Le reazioni possono essere svariate, ma in generale non ci sono mai stati particolari problemi d’incomprensione, anche perché in fase di preparazione ci tengo a mettere le cose in chiaro fin dall’inizio: trascrivo ciò che mi dicono le persone intervistate senza distorcere il loro punto di vista, e mi riservo di commentarle con assoluta onestà e in piena libertà critica. Questo è un lavoro dove è necessario farsi una reputazione, perciò devi evitare qualsiasi ambiguità. Allo stesso tempo, questo è un lavoro che non ti permette di assecondare le persone in tutto e per tutto… neppure te stesso. Gli eventi che si documentano vanno rispettati nella loro natura anche se contrastano con il tuo punto di vista, anche se in qualche modo disconfermano verità che credevi assodate.

L’ibrido tra fotografia e fumetto ricorda Il fotografo di Emmanuel Guibert, mentre lo stile grafico underground applicato al graphic journalism evoca subito Joe Sacco. Quali sono state le fonti d’ispirazione per il tuo lavoro?

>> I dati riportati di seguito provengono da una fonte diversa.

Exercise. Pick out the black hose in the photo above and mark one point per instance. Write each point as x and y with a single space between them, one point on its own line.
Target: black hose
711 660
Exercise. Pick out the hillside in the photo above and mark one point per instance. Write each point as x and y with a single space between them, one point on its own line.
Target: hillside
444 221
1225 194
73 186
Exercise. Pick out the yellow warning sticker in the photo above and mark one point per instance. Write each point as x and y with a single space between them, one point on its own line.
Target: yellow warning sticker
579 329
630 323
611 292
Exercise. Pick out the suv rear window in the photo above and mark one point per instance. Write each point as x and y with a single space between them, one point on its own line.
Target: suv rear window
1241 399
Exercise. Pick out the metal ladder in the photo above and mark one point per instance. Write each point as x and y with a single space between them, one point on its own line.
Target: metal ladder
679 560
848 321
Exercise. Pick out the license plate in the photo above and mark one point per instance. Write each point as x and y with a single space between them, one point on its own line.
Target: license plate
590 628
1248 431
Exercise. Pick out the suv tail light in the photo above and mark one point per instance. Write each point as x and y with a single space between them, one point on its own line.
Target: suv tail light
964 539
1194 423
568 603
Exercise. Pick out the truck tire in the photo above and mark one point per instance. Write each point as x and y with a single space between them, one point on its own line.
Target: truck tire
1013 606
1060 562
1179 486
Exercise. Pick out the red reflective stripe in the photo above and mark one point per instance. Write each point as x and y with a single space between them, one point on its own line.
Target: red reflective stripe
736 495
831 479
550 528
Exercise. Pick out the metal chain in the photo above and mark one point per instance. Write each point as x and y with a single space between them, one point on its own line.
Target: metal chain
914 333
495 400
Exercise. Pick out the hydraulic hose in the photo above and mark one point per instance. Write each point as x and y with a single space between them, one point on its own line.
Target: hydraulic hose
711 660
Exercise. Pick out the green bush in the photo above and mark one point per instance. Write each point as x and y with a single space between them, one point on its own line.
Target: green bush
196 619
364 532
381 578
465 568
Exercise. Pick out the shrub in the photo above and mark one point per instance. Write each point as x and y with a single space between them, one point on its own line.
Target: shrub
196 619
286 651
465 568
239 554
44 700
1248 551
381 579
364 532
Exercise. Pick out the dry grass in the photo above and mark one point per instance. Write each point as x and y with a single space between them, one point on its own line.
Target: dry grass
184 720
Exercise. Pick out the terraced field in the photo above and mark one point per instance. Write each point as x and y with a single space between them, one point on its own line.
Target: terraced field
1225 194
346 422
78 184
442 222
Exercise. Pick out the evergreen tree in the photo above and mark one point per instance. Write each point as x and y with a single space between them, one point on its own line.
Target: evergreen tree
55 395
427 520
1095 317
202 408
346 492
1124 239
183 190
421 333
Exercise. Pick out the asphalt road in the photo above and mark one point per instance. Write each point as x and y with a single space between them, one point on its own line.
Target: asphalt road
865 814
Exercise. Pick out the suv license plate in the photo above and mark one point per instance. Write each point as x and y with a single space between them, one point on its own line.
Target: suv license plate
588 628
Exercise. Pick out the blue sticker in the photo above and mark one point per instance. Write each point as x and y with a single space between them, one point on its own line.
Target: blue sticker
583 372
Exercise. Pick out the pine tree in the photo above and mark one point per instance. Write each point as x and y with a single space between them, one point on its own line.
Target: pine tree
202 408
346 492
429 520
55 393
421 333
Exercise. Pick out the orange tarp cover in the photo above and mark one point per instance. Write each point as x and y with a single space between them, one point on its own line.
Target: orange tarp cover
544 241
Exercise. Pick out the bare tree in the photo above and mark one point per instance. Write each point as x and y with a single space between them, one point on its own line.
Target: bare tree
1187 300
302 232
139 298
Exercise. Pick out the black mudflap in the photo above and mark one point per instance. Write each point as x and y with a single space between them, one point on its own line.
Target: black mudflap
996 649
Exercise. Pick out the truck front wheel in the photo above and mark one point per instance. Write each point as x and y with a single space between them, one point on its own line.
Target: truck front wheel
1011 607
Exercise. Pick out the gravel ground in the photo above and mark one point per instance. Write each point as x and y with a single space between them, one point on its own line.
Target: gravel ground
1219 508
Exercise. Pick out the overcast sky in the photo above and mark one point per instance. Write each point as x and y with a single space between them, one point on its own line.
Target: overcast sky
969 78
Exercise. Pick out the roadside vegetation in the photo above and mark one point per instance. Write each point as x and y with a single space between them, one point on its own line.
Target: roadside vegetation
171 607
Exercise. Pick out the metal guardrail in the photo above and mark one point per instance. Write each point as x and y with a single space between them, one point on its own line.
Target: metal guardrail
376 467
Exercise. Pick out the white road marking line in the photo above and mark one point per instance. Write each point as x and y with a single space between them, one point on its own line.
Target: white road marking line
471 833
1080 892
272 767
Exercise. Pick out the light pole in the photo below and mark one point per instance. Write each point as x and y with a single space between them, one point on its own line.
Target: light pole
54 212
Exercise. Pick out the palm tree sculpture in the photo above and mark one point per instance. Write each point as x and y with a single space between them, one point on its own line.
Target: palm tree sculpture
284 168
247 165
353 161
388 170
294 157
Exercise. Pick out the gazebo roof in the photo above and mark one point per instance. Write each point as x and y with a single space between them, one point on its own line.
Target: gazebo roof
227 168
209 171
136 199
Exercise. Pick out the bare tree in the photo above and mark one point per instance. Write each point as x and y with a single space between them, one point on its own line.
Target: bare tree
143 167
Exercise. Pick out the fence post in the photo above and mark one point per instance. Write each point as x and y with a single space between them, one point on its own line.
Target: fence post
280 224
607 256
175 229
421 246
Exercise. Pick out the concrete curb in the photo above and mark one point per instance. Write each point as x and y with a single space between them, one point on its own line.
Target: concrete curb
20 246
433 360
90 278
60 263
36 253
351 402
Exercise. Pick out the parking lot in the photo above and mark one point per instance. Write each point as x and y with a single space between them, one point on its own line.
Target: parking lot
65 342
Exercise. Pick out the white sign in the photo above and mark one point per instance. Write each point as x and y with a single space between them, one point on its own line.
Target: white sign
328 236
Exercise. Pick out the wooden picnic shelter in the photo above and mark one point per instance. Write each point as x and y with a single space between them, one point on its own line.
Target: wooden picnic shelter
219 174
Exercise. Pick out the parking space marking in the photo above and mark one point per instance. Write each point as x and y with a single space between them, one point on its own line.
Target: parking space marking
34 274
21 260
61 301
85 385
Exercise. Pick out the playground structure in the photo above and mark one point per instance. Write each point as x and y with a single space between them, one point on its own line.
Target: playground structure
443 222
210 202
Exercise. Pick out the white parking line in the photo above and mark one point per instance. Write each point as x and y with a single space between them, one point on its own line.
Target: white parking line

Quelle che hai detto… più un’infinità di altri autori, che vanno da fumettisti come Andrea Pazienza fino a giornalisti come Ryszard Kapuściński. Alla fine quel che conta, per me, è raccontare la realtà che mi circonda con una certa onestà, per cui la questione stilistica è sempre subordinata a questo scopo. All’interno di questa cornice i riferimenti a determinate tradizioni stilistiche, spesso con del vero e proprio citazionismo, aiutano a collocare il mio lavoro in una prospettiva che ha alle spalle una chiara tradizione, un certo modus operandi che il lettore può facilmente cogliere. Poi, scattando io stesso le fotografie, è ovvio che si possono ricercare anche fonti d’ispirazione specificatamente fotografiche, come Paolo Pellegrin, Francesco Cocco, o Pino Bertelli.

«Devo assolutamente fare qualcosa», «Tutti dicono che vogliono fare qualcosa… ma poi nessuno fa niente»: cosa può fare ciascuno di noi per dare un contributo reale e concreto alla soluzione della crisi umanitaria legata alle migrazioni di questi anni?

Senza la collaborazione dell’Europa neppure l’Italia può fare molto, figuriamoci un comune cittadino. I problemi globali richiedono soluzioni globali e non locali se si vuol fare le cose sul serio. Noi tutti, però, possiamo giocare la nostra parte cominciando con lo smettere di tollerare il razzismo. Non siamo un popolo razzista, ma da noi il razzismo è fin troppo tollerato, e ciò ha fatto precipitare il discorso pubblico in una voragine di indecenze, falsità e calunnie. Le barbarie si originano sempre dal decadimento del linguaggio, quando i discorsi si fanno gretti o manichei, o quando, ad esempio, i contrari diventano sinonimi. Prendi la parola “buonismo”, che è il contrario di “bontà”, ma che viene invocata ogni volta che qualcuno fa un gesto di semplice umanità. Oppure, in maniera ancor più evidente, le “ONG”, che sono il contrario dei “trafficanti” e che invece vengono descritte come complici… insomma, dobbiamo partire dallo smettere di tollerare queste abiette semplificazioni.